我有20X20的数据集。我想用2X2的4个等级并行编写它。我正在使用并行HDF5。现在每个等级都有25个要编写的块。我不知道如何为此编码,因为当我使用普通分块时,所有等级都会编写整个20X20数据集。当我使用hyperslab时,我不知道如何为每个等级编写的多个块设置它。有没有人对我有任何指示?我真的被卡住了。
答案 0 :(得分:3)
我不太确定我完全明白你的要求。所以我在这里解释你的问题。
你不必设置分块,事实上我通常不会。
这是我将如何做到的。
这就是它的样子。
! Program to use MPI_Cart and Parallel HDF5
!
program hdf_pwrite
use mpi
use hdf5
use kinds, only : r_dp
implicit none
! Local array size with halo
integer, parameter :: g_N = 20
integer, parameter :: ndims = 2
integer, parameter :: halo = 0
integer :: argc ! Number of command line arguments
integer :: ierr ! Error status
integer :: id ! My rank/ID
integer :: np ! Number of processors
integer :: iunit ! File descriptor
integer :: i,j ! Loop indexers
integer :: n(ndims) ! Local N for i and j directions
integer :: total(ndims) ! Local total dimension size
! MPI IO/Lustre file striping
integer :: lcount ! Lustre count size
integer :: lsize ! Lustre stripe size
character(len=1024) :: clcount, clsize ! Strings of LFS
integer :: info ! MPI IO Info
integer :: m_dims(ndims) ! MPI cart dims
integer :: coords(ndims) ! Co-ords of procs in the grid
logical :: is_periodic(ndims) ! Periodic boundary conditions
logical :: reorder ! Reorder the MPI structure
integer :: MPI_COMM_2D ! New communicator
character(len=1024) :: filename
integer(kind=hid_t) :: p_id, f_id, x_id, d_id, c_id
integer(kind=hid_t) :: memspace, filespace
! Chunk sizes
integer(kind=hsize_t) :: c_size(ndims)
! Local hyper slab info
integer(kind=hsize_t) :: d_size(ndims), s_size(ndims), h_size(ndims), &
stride(ndims), block(ndims)
! Global hyper slab info
integer(kind=hsize_t) :: g_size(ndims), g_start(ndims)
! Local data array
real(kind=r_dp), allocatable :: ld(:,:)
argc = 0
ierr = 0
m_dims = (/ 0, 0/)
is_periodic = .false. ! Non-periodic
reorder = .false. ! Not allowed to reorder
call mpi_init(ierr)
! Set up the MPI cartesian topology
call mpi_comm_size(MPI_COMM_WORLD, np, ierr)

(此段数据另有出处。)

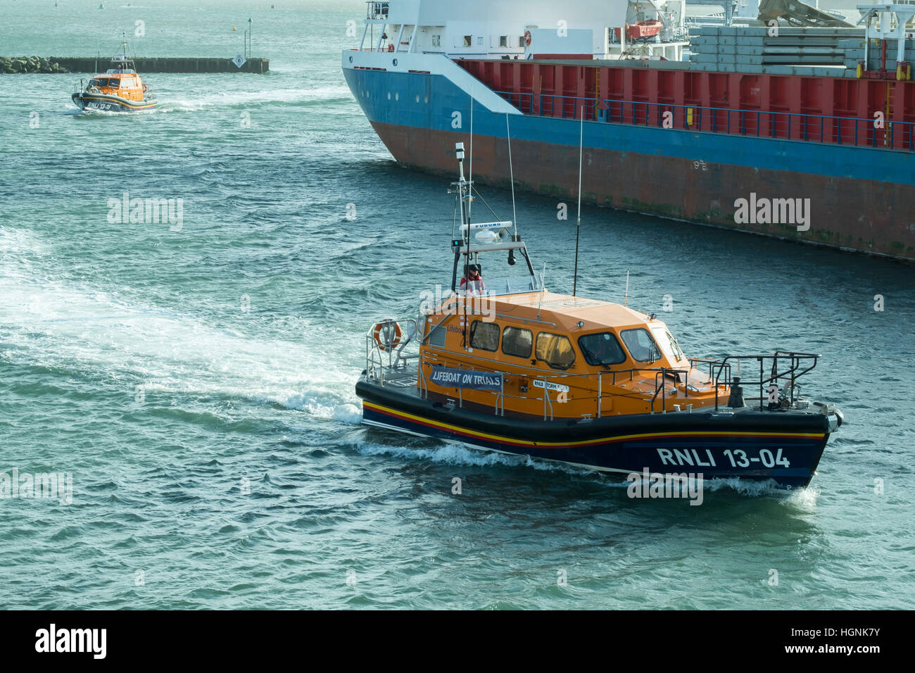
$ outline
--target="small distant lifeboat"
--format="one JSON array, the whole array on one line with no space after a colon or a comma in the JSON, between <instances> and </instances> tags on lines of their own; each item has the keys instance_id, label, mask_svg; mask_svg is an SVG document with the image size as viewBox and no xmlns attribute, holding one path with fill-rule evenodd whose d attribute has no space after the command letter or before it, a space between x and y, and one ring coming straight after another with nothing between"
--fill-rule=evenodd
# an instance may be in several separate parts
<instances>
[{"instance_id":1,"label":"small distant lifeboat","mask_svg":"<svg viewBox=\"0 0 915 673\"><path fill-rule=\"evenodd\" d=\"M83 111L137 112L152 110L156 104L153 90L143 83L134 60L127 56L126 42L104 74L95 75L88 83L80 81L72 99Z\"/></svg>"},{"instance_id":2,"label":"small distant lifeboat","mask_svg":"<svg viewBox=\"0 0 915 673\"><path fill-rule=\"evenodd\" d=\"M656 36L661 32L662 27L664 27L664 25L656 18L649 19L648 21L638 21L629 27L627 35L630 39L645 39Z\"/></svg>"},{"instance_id":3,"label":"small distant lifeboat","mask_svg":"<svg viewBox=\"0 0 915 673\"><path fill-rule=\"evenodd\" d=\"M370 329L363 423L627 481L648 471L807 485L843 422L801 395L819 355L689 358L653 314L548 291L511 222L470 222L457 149L451 291Z\"/></svg>"}]
</instances>

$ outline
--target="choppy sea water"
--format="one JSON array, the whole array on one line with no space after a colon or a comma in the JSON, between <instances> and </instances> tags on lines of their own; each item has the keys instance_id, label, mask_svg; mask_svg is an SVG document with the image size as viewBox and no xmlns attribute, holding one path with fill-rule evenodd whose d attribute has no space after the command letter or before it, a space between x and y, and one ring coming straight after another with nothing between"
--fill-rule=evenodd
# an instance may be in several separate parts
<instances>
[{"instance_id":1,"label":"choppy sea water","mask_svg":"<svg viewBox=\"0 0 915 673\"><path fill-rule=\"evenodd\" d=\"M79 76L0 76L0 472L73 480L70 505L0 499L5 607L910 607L911 267L583 212L583 295L621 299L630 270L630 306L690 355L823 354L805 393L846 423L802 492L631 500L364 428L363 335L448 282L453 201L393 162L343 82L363 5L275 5L0 2L5 55L107 55L136 19L138 54L232 55L251 16L271 58L150 74L160 107L135 115L77 114ZM179 230L112 222L124 192L181 199ZM519 195L561 291L555 213Z\"/></svg>"}]
</instances>

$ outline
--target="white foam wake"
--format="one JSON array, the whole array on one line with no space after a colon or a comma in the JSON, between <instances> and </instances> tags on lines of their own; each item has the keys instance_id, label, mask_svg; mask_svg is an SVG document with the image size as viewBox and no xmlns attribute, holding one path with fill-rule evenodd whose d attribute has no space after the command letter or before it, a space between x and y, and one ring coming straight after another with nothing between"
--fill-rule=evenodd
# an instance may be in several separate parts
<instances>
[{"instance_id":1,"label":"white foam wake","mask_svg":"<svg viewBox=\"0 0 915 673\"><path fill-rule=\"evenodd\" d=\"M89 373L133 396L217 396L358 423L358 363L303 342L219 329L41 270L47 246L0 227L0 358Z\"/></svg>"}]
</instances>

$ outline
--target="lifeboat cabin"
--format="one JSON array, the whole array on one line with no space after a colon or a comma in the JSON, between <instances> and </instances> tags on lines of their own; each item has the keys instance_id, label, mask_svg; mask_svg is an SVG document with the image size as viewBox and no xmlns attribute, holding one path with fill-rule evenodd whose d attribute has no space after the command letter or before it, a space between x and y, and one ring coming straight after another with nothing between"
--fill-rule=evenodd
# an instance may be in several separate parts
<instances>
[{"instance_id":1,"label":"lifeboat cabin","mask_svg":"<svg viewBox=\"0 0 915 673\"><path fill-rule=\"evenodd\" d=\"M689 358L655 315L548 291L512 223L469 222L460 173L452 292L370 330L356 386L366 424L620 481L810 482L843 418L800 395L818 355ZM500 262L513 275L490 273Z\"/></svg>"},{"instance_id":2,"label":"lifeboat cabin","mask_svg":"<svg viewBox=\"0 0 915 673\"><path fill-rule=\"evenodd\" d=\"M143 83L132 59L124 53L112 59L104 74L95 75L88 83L80 81L73 92L73 103L83 111L137 112L156 107L152 89Z\"/></svg>"}]
</instances>

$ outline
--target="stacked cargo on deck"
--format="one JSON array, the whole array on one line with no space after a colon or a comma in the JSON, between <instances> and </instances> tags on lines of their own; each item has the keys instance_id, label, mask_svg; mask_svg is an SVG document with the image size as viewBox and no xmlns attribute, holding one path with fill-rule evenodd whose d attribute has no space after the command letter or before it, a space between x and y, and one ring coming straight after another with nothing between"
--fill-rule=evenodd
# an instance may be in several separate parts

call mpi_dims_create(np, ndims, m_dims, ierr)
call mpi_cart_create(MPI_COMM_WORLD, ndims, m_dims, is_periodic, &
reorder, MPI_COMM_2D, ierr)
call mpi_comm_rank(MPI_COMM_2D, id, ierr)
call mpi_cart_coords(MPI_COMM_2D, id, ndims, coords, ierr)
if (id .eq. 0) then
if (mod(g_N,np) .ne. 0) then
write(0,*) 'Must use divisiable number of procs.'
call mpi_abort(MPI_COMM_WORLD, 1, ierr)
endif
! get the filename
argc = command_argument_count()
if (argc .lt. 1 ) then
write(0, *) 'Must supply a filename'
call exit(1)
endif
call get_command_argument(1, filename)
endif
! Broadcast the filename
call mpi_bcast(filename, len(filename), MPI_CHAR, 0, &
MPI_COMM_WORLD, ierr)
! Init the HDF5 library
call h5open_f(ierr)
! Set a stripe count of 4 and a stripe size of 4MB
lcount = 4
lsize = 4 * 1024 * 1024
write(clcount, '(I4)') lcount
write(clsize, '(I8)') lsize
call mpi_info_create(info, ierr)
call mpi_info_set(info, "striping_factor", trim(clcount), ierr)
call mpi_info_set(info, "striping_unit", trim(clsize), ierr)
! Set up the access properties
call h5pcreate_f(H5P_FILE_ACCESS_F, p_id, ierr)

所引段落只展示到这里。